[SPARK-27658][SQL] Add FunctionCatalog API

## What changes were proposed in this pull request?

This adds a new API for catalog plugins that exposes functions to Spark. The API can list and load functions. This does not include create, delete, or alter operations.
- [Design Document](https://docs.google.com/document/d/1PLBieHIlxZjmoUB0ERF-VozCRJ0xw2j3qKvUNWpWA2U/edit?usp=sharing)
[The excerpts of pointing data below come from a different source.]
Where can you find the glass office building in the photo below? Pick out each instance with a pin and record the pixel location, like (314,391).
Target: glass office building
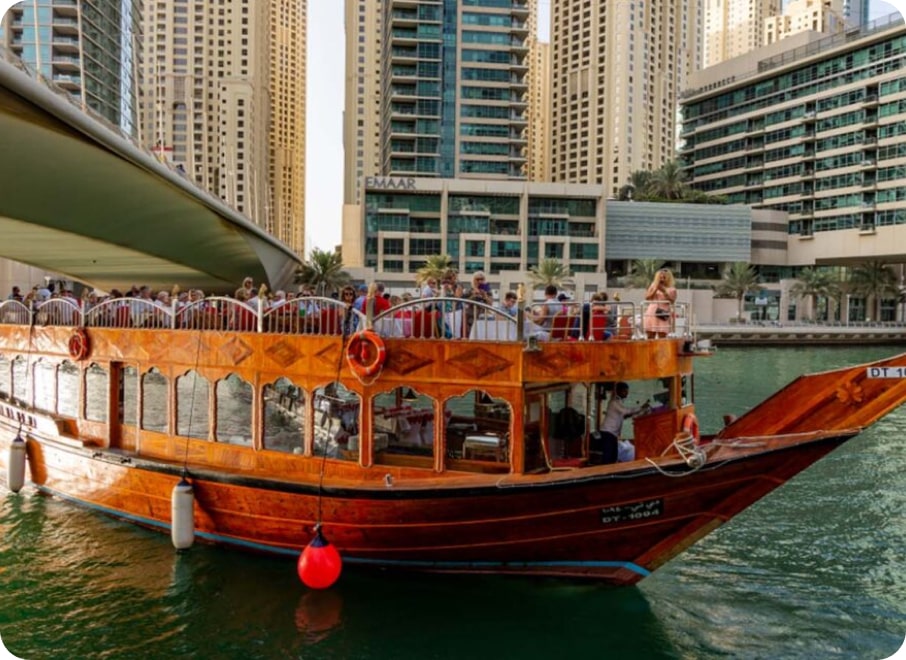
(817,130)
(87,47)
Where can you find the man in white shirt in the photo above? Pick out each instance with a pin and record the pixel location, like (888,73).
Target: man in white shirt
(612,428)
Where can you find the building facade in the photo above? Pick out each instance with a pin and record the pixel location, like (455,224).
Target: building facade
(362,111)
(616,70)
(800,15)
(88,48)
(735,27)
(284,204)
(815,127)
(223,98)
(453,86)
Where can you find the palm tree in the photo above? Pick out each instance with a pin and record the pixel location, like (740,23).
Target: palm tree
(738,279)
(642,272)
(436,266)
(875,281)
(637,188)
(324,271)
(812,284)
(550,271)
(669,182)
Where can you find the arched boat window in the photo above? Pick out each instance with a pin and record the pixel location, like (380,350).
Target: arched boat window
(96,393)
(5,377)
(403,425)
(477,430)
(155,387)
(234,411)
(68,381)
(129,395)
(284,417)
(193,392)
(336,422)
(45,387)
(20,381)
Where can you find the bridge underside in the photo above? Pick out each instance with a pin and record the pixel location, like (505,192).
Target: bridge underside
(79,200)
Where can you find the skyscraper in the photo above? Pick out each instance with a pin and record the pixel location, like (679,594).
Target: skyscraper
(223,97)
(537,151)
(450,79)
(800,15)
(87,48)
(855,12)
(362,113)
(617,70)
(735,27)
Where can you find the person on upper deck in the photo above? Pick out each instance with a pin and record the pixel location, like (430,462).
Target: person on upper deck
(661,294)
(510,303)
(543,313)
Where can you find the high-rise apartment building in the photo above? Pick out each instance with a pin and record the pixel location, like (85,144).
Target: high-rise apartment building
(734,27)
(362,113)
(813,126)
(223,97)
(617,70)
(451,83)
(537,134)
(855,12)
(818,15)
(284,211)
(87,48)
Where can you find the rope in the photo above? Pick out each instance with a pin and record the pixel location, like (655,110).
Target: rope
(694,455)
(344,338)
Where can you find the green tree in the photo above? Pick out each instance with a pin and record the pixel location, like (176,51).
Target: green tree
(436,266)
(812,284)
(642,272)
(875,281)
(323,271)
(669,182)
(738,279)
(550,271)
(637,188)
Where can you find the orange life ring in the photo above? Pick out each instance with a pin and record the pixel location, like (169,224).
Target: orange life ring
(690,425)
(79,345)
(366,353)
There are 3 types of functions defined:
* A `ScalarFunction` that produces a value for every call
* An `AggregateFunction` that produces a value after updates for a group of rows

Functions loaded from the catalog by name as `UnboundFunction`. Once input arguments are determined `bind` is called on the unbound function to get a `BoundFunction` implementation that is one of the 3 types above. Binding can fail if the function doesn't support the input type. `BoundFunction` returns the result type produced by the function.

## How was this patch tested?

This includes a test that demonstrates the new API.

Closes #24559 from rdblue/SPARK-27658-add-function-catalog-api.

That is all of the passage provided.